Ein Mann mit seiner Erfahrung und seiner Klasse muss einfach eine führende Rolle einnehmen können und wollen.

2. Julian Brandt

Julian Brandt
Julian Brandt will sich wieder fangen / Frederic Scheidemann/Getty Images

Als Julian Brandt im Sommer 2019 von Leverkusen zum BVB wechselte, sollte es der übliche "nächste Schritt" sein.

Doch spätestens in der abgelaufenen Saison gab der 25-Jährige eher den Teilzeit-Arbeiter, als dass er eine Führungsrolle übernehmen konnte.
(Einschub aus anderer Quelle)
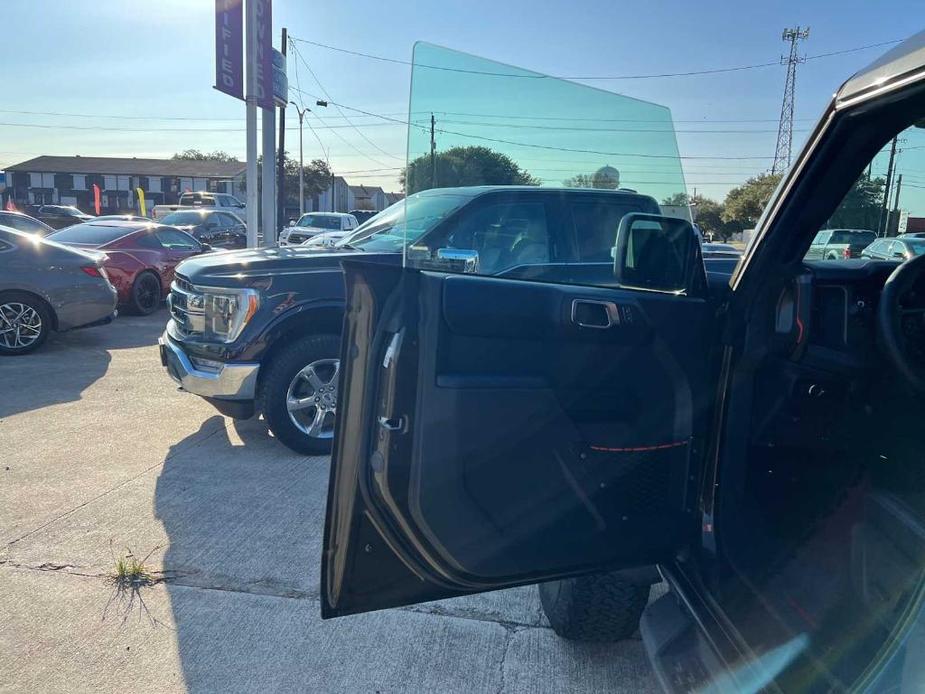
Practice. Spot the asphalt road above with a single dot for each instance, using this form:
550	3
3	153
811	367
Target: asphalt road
100	454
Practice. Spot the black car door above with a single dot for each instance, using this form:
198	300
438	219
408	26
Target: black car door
495	430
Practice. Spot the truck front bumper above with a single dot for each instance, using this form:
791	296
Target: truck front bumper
219	381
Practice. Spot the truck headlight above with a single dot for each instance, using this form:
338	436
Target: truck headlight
227	312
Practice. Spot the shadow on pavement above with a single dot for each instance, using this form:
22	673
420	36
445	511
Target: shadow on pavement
69	363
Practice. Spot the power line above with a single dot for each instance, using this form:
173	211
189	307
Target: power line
532	145
688	73
298	54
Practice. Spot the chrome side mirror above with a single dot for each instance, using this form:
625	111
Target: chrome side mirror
459	259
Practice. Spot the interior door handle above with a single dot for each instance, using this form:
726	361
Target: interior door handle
591	313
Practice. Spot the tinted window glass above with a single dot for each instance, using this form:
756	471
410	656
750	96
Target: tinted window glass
499	235
183	218
147	241
596	224
176	240
94	234
23	223
319	221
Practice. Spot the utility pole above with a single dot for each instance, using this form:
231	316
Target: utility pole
281	154
882	225
433	153
250	52
785	128
301	112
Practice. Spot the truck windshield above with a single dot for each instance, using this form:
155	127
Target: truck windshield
403	222
319	221
184	218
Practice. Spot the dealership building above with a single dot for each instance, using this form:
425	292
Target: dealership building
53	180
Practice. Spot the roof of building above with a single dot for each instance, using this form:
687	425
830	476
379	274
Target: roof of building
131	166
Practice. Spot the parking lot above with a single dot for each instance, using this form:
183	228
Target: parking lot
101	455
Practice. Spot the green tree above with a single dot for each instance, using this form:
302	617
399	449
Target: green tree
196	155
860	208
677	199
316	175
464	166
744	204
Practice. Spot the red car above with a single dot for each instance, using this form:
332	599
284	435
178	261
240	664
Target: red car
140	256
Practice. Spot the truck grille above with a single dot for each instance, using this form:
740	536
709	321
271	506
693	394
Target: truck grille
186	307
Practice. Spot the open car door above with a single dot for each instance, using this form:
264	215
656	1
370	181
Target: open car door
505	425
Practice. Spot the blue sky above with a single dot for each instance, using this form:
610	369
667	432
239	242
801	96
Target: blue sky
110	59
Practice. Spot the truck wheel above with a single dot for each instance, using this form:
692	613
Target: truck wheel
146	293
24	323
298	396
603	607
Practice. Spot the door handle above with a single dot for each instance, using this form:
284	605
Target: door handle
591	313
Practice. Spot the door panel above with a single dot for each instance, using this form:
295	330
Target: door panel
487	440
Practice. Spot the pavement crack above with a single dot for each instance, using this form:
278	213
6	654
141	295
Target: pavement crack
509	639
121	484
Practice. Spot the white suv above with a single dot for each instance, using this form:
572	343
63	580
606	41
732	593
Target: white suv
319	228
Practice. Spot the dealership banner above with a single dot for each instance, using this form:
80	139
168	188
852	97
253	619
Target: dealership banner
229	47
263	68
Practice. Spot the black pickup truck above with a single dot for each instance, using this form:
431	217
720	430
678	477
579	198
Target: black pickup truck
259	330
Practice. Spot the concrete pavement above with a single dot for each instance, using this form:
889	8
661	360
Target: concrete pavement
101	453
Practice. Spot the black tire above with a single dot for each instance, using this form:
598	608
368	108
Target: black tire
276	379
16	299
146	294
603	607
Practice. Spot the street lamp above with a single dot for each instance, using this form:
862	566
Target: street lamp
302	112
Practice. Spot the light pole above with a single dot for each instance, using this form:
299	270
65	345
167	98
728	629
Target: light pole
301	112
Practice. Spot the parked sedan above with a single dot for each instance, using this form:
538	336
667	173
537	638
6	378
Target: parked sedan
330	225
904	248
61	216
45	286
23	222
215	227
140	257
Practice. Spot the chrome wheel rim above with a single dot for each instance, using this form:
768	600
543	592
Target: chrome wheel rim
312	398
20	325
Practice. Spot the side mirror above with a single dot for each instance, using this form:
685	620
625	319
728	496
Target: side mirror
658	253
459	259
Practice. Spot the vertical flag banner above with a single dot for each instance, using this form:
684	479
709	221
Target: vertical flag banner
264	68
141	202
229	47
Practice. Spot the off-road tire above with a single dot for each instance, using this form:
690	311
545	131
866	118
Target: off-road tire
274	385
603	607
41	308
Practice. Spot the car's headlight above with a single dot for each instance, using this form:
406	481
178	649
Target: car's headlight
227	312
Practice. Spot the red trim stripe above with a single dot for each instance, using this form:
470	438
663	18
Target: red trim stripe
639	449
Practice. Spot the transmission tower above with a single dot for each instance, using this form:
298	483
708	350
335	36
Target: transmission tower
785	129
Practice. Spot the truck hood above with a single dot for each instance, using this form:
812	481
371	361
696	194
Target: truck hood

In 14 seine 31 Liga-Auftritte kam er von der Bank - viel zu wenig für einen Spieler seines Vermögens. Mit Marco Rose kommt zwar ein Fan von ihm neu nach Dortmund, doch fraglich ist, ob Brandt selbst überhaupt bleiben wird.

1. Leroy Sané

Leroy Sane
Leroy Sane - ein Schatten seiner selbst / Alexander Hassenstein/Getty Images

Als Leroy Sané im Sommer 2020 aus Manchester kam, erzitterte die Liga. Wer sollte diesem Star-Angriff des FC Bayern etwas entgegensetzen können?

Doch - wie auch Gnabry - brachte Sané nur wenige Gegner in Bedrängnis. Irgendwie gehemmt, irgendwie lustlos, irgendwie beliebig. Die Auftritte des 25-Jährigen hatten so gar nichts mit seinen Highlights unter Pep Guardiola zu tun.

Schafft der Edel-Techniker es in der kommenden Saison endlich wieder befreit aufzuspielen, dann wird er auch glänzen können. Die offensichtliche Blockade im Kopf könnte ein kleines Gespräch mit Julian Nagelsmann zur Folge haben.